For measurements of mitochondria in photoreceptors, the ratio of cristae area to the area of mitochondria was calculated using ImageJ software in the three pairs of control and stim2 KO zebrafish according to a previous report89. Each pair contained at least 40 electron microscopy images of mitochondria. The total number of mitochondria that were analyzed was 190 in stim2 KO zebrafish and 160 in controls. The data were analyzed using an unpaired t-test.

Visualization of retinal cells and counting

Zebrafish larvae at 5 dpf were euthanized using Tricane, fixed in 4% paraformaldehyde overnight, incubated in 30% sucrose overnight, transferred to optimal cutting temperature compound in liquid nitrogen, and cut into 20 µm sections using a Leica cryostat. Sections were dried overnight, incubated for 5 min at room temperature in PBS/1%Tween/0.1% dimethylsulfoxide, hydrated in PBS for 10–15 min, permeabilized for 10 min at RT in PBS/0.2% Triton X-100, blocked in 5% bovine serum albumin with Triton-X100 for 30 min at room temperature in a humid chamber, incubated with primary antibodies in 5% bovine serum albumin (for photoreceptors: monoclonal anti-opsin, catalog no. O4886, Sigma-Aldrich; for amacrine cells: anti-GABA, catalog no. 0000177418, Sigma-Aldrich) at room temperature overnight in a humid chamber, rinsed, and incubated with secondary antibody (for photoreceptors: Alexa Fluor 488 donkey anti-mouse IgG [H + L], lot no. 2147618, Invitrogen; for amacrine cells: Alexa Fluor 594 goat anti-rabbit IgG [H + L], lot no. WH322204, Invitrogen) in 5% bovine serum albumin at room temperature for 2 h in the dark in a humid chamber. Samples were washed and incubated for 15 min with Hoechst 33342 (Thermo Fisher; 1:1000 in PBS) at room temperature. After drying, mounting medium (Prolong Gold, catalog no. P36930, Invitrogen) was added to the slides. Z-stacks of images were acquired by confocal microscopy (Zeiss LSM 800; 40 × /1.3 oil objective).

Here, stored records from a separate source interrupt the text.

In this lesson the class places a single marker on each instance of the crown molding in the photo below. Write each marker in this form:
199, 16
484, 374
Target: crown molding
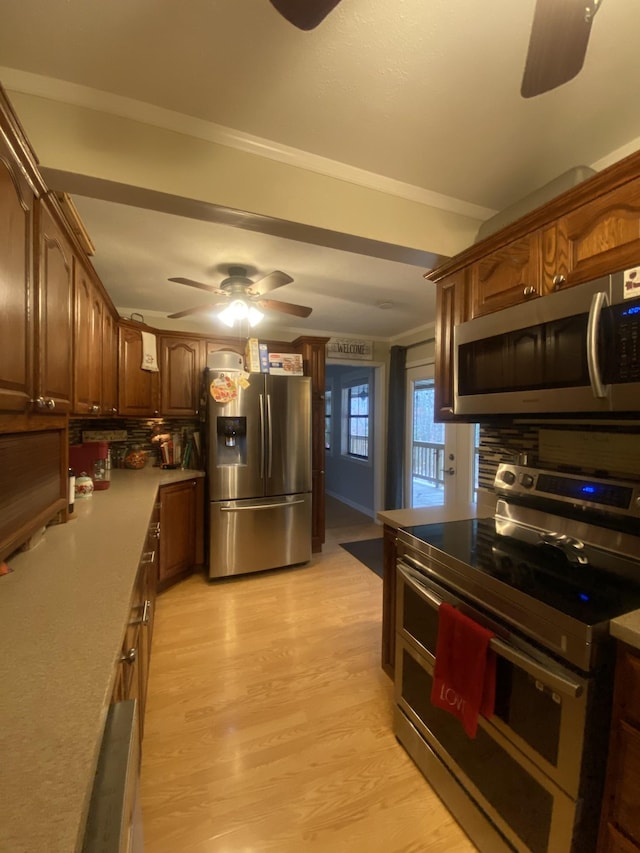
83, 96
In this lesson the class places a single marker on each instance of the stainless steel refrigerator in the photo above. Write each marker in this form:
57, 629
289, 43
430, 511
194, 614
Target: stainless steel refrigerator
258, 452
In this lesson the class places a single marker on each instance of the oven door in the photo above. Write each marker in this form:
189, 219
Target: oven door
540, 705
523, 769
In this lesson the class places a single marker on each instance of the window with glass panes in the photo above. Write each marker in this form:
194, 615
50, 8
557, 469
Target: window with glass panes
358, 421
327, 419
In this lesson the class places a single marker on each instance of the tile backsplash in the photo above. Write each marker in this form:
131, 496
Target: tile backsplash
597, 448
138, 431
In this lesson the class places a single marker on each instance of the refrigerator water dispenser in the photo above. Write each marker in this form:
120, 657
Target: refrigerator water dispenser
232, 440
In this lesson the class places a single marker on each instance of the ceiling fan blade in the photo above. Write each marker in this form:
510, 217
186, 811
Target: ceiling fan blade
199, 309
284, 307
269, 283
208, 287
558, 43
304, 14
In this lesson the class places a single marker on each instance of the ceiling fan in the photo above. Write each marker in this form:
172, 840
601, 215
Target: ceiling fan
244, 297
557, 45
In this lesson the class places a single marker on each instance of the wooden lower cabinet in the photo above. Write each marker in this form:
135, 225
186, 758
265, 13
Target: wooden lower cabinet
620, 819
132, 673
389, 600
181, 530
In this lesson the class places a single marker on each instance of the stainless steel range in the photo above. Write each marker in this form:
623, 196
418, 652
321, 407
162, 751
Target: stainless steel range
559, 559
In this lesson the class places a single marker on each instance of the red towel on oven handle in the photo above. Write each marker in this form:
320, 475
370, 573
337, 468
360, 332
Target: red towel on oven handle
464, 678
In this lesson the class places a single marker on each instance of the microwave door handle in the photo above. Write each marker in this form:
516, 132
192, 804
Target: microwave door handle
598, 302
262, 434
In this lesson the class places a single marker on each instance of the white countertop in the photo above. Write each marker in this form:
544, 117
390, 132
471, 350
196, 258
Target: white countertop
63, 611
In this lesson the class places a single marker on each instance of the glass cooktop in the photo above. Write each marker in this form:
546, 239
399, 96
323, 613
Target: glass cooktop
587, 593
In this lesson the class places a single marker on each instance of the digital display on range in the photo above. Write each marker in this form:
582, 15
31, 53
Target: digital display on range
585, 490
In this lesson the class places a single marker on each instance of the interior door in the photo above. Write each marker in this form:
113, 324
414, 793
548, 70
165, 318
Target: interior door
439, 460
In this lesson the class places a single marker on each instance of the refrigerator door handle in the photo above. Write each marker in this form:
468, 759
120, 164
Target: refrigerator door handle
262, 434
269, 437
254, 507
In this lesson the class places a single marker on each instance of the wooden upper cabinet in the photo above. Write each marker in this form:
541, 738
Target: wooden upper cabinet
88, 327
138, 389
109, 362
507, 276
620, 816
601, 236
181, 365
17, 200
54, 327
453, 306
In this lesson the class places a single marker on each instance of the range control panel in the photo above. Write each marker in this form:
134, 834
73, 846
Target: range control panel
615, 496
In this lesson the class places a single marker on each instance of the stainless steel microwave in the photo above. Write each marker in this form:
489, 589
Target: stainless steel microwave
577, 350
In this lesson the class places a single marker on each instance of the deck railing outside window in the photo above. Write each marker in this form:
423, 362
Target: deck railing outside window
428, 462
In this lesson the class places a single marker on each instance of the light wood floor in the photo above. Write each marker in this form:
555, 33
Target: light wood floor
269, 720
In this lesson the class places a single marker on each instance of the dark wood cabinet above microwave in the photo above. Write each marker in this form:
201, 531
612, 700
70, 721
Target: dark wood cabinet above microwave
587, 232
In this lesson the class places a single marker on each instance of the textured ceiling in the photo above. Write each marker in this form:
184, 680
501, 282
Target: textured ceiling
426, 92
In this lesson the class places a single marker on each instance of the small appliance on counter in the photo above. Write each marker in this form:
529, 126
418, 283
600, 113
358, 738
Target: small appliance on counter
92, 457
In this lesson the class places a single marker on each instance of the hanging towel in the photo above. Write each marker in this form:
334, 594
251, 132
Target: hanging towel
464, 678
149, 357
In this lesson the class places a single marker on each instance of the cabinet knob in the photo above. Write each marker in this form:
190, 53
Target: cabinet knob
558, 281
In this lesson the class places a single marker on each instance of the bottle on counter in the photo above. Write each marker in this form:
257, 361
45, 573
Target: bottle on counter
72, 489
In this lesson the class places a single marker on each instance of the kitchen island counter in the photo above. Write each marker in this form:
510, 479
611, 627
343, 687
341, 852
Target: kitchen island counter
63, 611
627, 628
397, 518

To calculate cell densities of GABA-positive cells in the INL and opsin-positive cells in the outer nuclear layer, we applied a segmentation workflow in Imaris, Cellpose90, and ImageJ software. First, surfaces for both layers were drawn manually on three-dimensional image stacks in Imaris and converted to masks. Second, Hoechst-stained nuclei in the retina were three-dimensionally segmented using the “denoise” image restoration and cyto3 models in Cellpose90. Third, nuclear labels were thresholded for fluorescence signal, masked for each layer, thresholded for volume, and counted in ImageJ. To obtain cell densities, the counted nuclei were divided by mask volume. Because stim2 KO retinas had substantially lower GABA signals than controls, the threshold for GABA fluorescence in the above workflow was calculated automatically with the “Adjust Threshold” tool in ImageJ (default setting) to retain GABA-positive structures that were comparable in shape and volume.